Attendees were clear that no single method is sufficient. Mixed-methods approaches combining qualitative research, PROs, and PPI are often necessary to fully capture the impact of disease and treatment. Qualitative work can surface the concepts that matter most to patients; PROs can track those concepts longitudinally; and PPI can quantify how patients weigh them against each other and against clinical endpoints.

Early and iterative engagement with regulators was identified as particularly important. Multidisciplinary input at the planning stage reduces the risk of misaligned evidence expectations and increases the likelihood that collected data will be usable at the decision points it is meant to inform.

The Burden of Measurement

Careful attention to patient burden emerged as a practical imperative. Trials that stack multiple PRO instruments, administer them at high frequency, or sequence them without regard for respondent fatigue risk degrading the very data they are designed to collect. Disengaged or burdened patients produce lower-quality responses, and low-quality PED, however rigorously analyzed, undermines the evidentiary case it is meant to support.

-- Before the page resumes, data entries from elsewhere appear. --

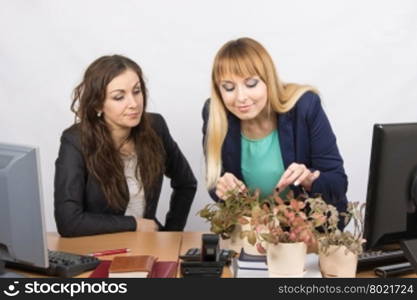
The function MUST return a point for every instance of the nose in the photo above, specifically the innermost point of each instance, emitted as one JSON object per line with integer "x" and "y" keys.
{"x": 132, "y": 101}
{"x": 241, "y": 94}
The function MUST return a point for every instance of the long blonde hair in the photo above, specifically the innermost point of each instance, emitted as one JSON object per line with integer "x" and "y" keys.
{"x": 243, "y": 57}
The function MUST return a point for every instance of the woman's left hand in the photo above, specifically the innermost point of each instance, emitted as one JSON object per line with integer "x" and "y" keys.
{"x": 298, "y": 174}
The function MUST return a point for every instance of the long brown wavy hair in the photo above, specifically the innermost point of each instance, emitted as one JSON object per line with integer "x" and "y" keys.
{"x": 102, "y": 158}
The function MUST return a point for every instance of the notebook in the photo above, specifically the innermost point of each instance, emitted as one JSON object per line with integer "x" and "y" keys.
{"x": 161, "y": 269}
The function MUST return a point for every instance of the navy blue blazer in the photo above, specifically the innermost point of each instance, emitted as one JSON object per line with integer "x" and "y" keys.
{"x": 306, "y": 137}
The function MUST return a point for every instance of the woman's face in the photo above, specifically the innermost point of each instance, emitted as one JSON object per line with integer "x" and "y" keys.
{"x": 123, "y": 105}
{"x": 246, "y": 98}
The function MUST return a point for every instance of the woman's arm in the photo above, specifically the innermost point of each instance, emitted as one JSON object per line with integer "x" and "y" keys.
{"x": 325, "y": 157}
{"x": 205, "y": 116}
{"x": 71, "y": 216}
{"x": 183, "y": 181}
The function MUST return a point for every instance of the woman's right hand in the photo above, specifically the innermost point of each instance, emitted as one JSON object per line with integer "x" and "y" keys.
{"x": 148, "y": 225}
{"x": 228, "y": 182}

Attendees also flagged a tension between innovation and familiarity in instrument selection. Legacy endpoints and validated instruments carry the advantage of familiarity and regulatory precedent, but they are not always the most appropriate or sensitive measures for a given therapeutic area or patient population. Where existing instruments lack validity for the intended use, the group agreed they should be adapted or developed de novo—even when that process is more demanding.

Accountability and the Data Sharing Gap

Despite the growing emphasis on PED in regulatory guidance, attendees identified a persistent gap between stated importance and actual practice. Stakeholders across the development ecosystem broadly agree that PED matters, yet accountability for ensuring it is robustly collected and used remains diffuse.

Part of the problem is structural. Consent forms, data ownership provisions, and publication rights frequently constrain the dissemination of PED findings. Negative trial results—which carry substantial scientific value for the field—are particularly unlikely to be published, leaving the broader community without information that could inform future study designs, instrument selection, and evidence expectations.

Attendees called for proactive consent language, data use agreements structured to facilitate rather than restrict sharing, and norms that treat publication of PED findings as a professional and scientific obligation.

Next Steps

The group coalesced around several concrete priorities.

Terminology should shift: adopting "decision-grade evidence" in place of "regulatory-grade" across regulatory communications, guidance documents, and industry practice signals a genuine reorientation toward the full landscape of decisions PED must serve.

Standardization models that work should be translated to other therapeutic areas through practical toolkits with disease-specific guidance. These efforts should be accompanied by broader publication of PRO, PPI, and qualitative findings from both positive and negative trials, supported by data sharing infrastructure such as ClinicalTrials.gov.

Policy and incentive structures need to catch up with stated priorities. Requiring or rewarding robust PED collection during pre- and post-market phases, including after treatment discontinuation, would move accountability from aspiration to expectation. Concrete examples of how PED has shaped regulatory and coverage decisions should be documented and shared to build the case for investment.

Existing guidance should be operationalized into lifecycle planning tools that extend beyond approval. These include practical resources that sponsors can use to align PED strategy with the full arc of evidence needs, from early development through post-market use.

Finally, a working group of international regulators, HTA bodies, and payers should be convened to develop shared evidentiary expectations for PED.

"The goal isn't just better data, it's better decisions for patients," O'Brien said. "That requires the whole ecosystem to treat PED as a shared obligation, not a box to check."